Philadelphia's Democratic mayoral primary presents a civic conundrum wrapped in a question. The winner of this six-way contest, conducted in the distracting light of late spring, will have the approval of perhaps one-fifteenth of the city's population. And in an overwhelmingly Democratic city, that could well make him or her the next mayor - or, given a possible independent candidacy and a perfectly reasonable Republican, not.
Fortunately for the voters trying to solve this puzzle, the candidates' resumés and political bases effectively make this a two-man race, though not one that's easily called. There is plenty to like among the other four Democrats - beginning with Nelson Diaz, a seasoned and thoughtful attorney, and ending somewhere short of Milton Street, who has a federal record and may live in New Jersey. But this battle is almost certainly between Anthony Hardy Williams and James F. Kenney, a pair of veteran legislators who have divided the city's political forces between them.
Kenney's 23 years on City Council and Williams' 26 in the state legislature make them the most experienced politicians in the field. Williams followed his well-known father and eponym, Hardy Williams, into the state House and Senate, where he is best known as an advocate of school choice, having bucked his party to facilitate charter schools and public assistance for private schools.
Before resigning from Council to run for mayor, as city law requires, Kenney showed independence, too. He successfully challenged the mayor and police commissioner to decriminalize marijuana possession, heading off thousands of needless arrests annually; almost lost his seat for opposing the abused and costly city retirement perk known as DROP; and parted with his relatively conservative South Philadelphia base and beginnings to support same-sex partner benefits.
But more than their considerable experience, it's the conspicuous support of an array of wealthy interests that makes Kenney and Williams the top contenders - and makes for serious reservations about both.

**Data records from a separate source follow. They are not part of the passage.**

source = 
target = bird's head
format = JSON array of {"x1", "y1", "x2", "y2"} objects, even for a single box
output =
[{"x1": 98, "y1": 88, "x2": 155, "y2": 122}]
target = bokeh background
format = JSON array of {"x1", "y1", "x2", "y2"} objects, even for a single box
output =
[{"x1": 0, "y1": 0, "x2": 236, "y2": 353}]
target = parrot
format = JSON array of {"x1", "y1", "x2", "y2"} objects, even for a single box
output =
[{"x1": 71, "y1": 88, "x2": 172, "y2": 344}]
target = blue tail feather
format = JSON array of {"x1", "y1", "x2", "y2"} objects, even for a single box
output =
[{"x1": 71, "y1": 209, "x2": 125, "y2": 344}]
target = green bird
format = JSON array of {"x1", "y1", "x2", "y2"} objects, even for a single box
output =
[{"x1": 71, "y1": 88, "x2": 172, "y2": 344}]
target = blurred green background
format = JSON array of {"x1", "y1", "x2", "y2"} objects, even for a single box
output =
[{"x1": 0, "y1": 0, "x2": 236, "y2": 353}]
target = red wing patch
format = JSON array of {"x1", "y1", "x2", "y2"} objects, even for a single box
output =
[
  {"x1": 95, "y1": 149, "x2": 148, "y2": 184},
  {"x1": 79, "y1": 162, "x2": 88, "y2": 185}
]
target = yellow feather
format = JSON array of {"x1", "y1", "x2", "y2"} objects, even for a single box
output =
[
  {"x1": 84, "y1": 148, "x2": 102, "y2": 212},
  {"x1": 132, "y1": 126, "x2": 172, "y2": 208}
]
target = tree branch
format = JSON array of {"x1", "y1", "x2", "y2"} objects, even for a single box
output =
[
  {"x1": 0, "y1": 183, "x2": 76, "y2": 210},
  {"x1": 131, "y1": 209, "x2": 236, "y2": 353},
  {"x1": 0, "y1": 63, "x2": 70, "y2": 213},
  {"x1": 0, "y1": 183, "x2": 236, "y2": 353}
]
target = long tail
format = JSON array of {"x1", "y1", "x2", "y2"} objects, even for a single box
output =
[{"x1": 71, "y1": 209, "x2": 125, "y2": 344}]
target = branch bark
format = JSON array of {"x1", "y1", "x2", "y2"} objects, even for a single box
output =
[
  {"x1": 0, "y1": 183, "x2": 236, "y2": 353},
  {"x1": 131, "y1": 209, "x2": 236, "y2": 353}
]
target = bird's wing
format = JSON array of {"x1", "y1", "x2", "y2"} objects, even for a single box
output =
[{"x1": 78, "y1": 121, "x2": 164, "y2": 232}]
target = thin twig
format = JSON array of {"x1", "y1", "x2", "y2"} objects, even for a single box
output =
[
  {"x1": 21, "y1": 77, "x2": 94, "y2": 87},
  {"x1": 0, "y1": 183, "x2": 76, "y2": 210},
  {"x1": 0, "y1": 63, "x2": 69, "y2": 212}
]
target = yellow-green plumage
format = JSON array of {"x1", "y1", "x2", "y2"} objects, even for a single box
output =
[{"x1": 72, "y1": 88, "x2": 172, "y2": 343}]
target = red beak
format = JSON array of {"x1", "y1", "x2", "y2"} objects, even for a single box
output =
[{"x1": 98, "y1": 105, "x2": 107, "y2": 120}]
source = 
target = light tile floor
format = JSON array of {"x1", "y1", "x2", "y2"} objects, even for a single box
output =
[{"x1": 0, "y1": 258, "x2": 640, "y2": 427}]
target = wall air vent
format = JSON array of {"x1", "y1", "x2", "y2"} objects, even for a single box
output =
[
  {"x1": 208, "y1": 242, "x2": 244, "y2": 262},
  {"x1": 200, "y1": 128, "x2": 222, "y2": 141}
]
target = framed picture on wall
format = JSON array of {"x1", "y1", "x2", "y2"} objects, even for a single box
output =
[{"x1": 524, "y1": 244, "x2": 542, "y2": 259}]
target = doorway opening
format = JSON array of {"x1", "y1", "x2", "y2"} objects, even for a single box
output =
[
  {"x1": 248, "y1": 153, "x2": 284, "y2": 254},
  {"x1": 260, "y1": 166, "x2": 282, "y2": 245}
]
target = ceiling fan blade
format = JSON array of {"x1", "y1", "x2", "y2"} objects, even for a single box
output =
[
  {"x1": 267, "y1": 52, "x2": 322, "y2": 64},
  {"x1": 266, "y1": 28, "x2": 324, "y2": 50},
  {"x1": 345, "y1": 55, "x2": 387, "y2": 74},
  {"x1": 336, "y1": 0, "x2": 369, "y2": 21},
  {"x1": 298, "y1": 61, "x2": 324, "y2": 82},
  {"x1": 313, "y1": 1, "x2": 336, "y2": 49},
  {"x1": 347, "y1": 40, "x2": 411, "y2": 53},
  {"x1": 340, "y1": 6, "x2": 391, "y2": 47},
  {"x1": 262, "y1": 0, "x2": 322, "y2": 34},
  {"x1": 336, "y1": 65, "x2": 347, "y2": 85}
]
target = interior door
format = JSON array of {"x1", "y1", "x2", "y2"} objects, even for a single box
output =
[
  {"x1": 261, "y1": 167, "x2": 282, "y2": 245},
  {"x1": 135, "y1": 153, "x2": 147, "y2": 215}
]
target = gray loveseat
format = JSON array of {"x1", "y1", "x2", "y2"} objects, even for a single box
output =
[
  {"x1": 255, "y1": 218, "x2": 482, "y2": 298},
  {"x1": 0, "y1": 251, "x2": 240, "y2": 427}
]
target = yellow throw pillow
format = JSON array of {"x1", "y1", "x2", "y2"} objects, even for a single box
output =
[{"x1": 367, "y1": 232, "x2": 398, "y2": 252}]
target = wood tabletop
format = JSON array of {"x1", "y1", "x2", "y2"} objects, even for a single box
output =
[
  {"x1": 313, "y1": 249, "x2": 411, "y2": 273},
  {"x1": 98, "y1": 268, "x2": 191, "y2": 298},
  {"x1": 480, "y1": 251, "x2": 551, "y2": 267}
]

The more than 40 labor organizations backing Kenney include John J. Dougherty's powerful electricians' union - which already wields significant sway over Council to the detriment of the city - as well as the public employee unions he would face at the bargaining table.
Williams' avid supporters, meanwhile, include the malcontent carpenters' union - which is still waging a rearguard war on the Convention Center's newfound viability - and the founders of the suburban securities trading and investment firm Susquehanna International Group. In 2010, the same trio of Main Line benefactors shattered Pennsylvania campaign contribution records (which is no mean feat) with seven-figure donations to Williams' failed gubernatorial campaign.
Deepening these ties, the senator has shared a top employee with a political action committee and an education nonprofit funded by the same supporters. Education tax credits Williams championed effectively subsidized the Susquehanna partners' donations to that nonprofit and others.
Kenney, too, has helped his backers, especially by forcing the city's ailing pension fund to disgorge millions in additional public employee benefits even though it's not halfway prepared to meet its obligations.
Does the field offer an alternative to these two? Diaz is the most likely, with an up-from-Harlem personal story, impressive resumé, and considered policy proposals. But his extensive public service - as a Common Pleas Court judge, U.S. Department of Housing and Urban Development general counsel, and city solicitor - falls short of the political experience of the front-runners. Perhaps partly as a result, he has struggled to draw broad support.
Candidate Lynne Abraham enjoys considerable notoriety thanks to two decades as the city's staunchly law-and-order district attorney. But in positioning herself as a moderate reformer, she has frequently been at odds with a record that was uncompromisingly tough on violent crime and disturbingly mushy on political corruption and police misconduct.
On the other end of the longevity spectrum, former Philadelphia Gas Works executive and mayoral aide Doug Oliver offers much promise but too little heft to run one of the nation's biggest cities.
The candidates' platforms differ mainly in emphasis and nuance. Kenney's education priorities include universal high-quality prekindergarten and school-based social services; Williams, who once ran a charter school with mixed results, advocates stronger charter oversight and mayoral control of the district. Kenney would boost police resources and prisoner reintegration, while Williams stresses police oversight and alternatives to incarceration. Kenney emphasizes services for new immigrants, one of his causes on Council, while Williams proposes more incentives to buoy minority-owned businesses.
For two men representing different facets of the city - the passionate Irish Catholic son of a firefighter from East Passyunk; the even-keeled son of an African American politician from Cobbs Creek - they are a remarkably close match. But the balance of power in City Hall isn't so close. Because the unions backing Kenney already wield too much influence, The Inquirer's choice for the Democratic nomination is ANTHONY WILLIAMS.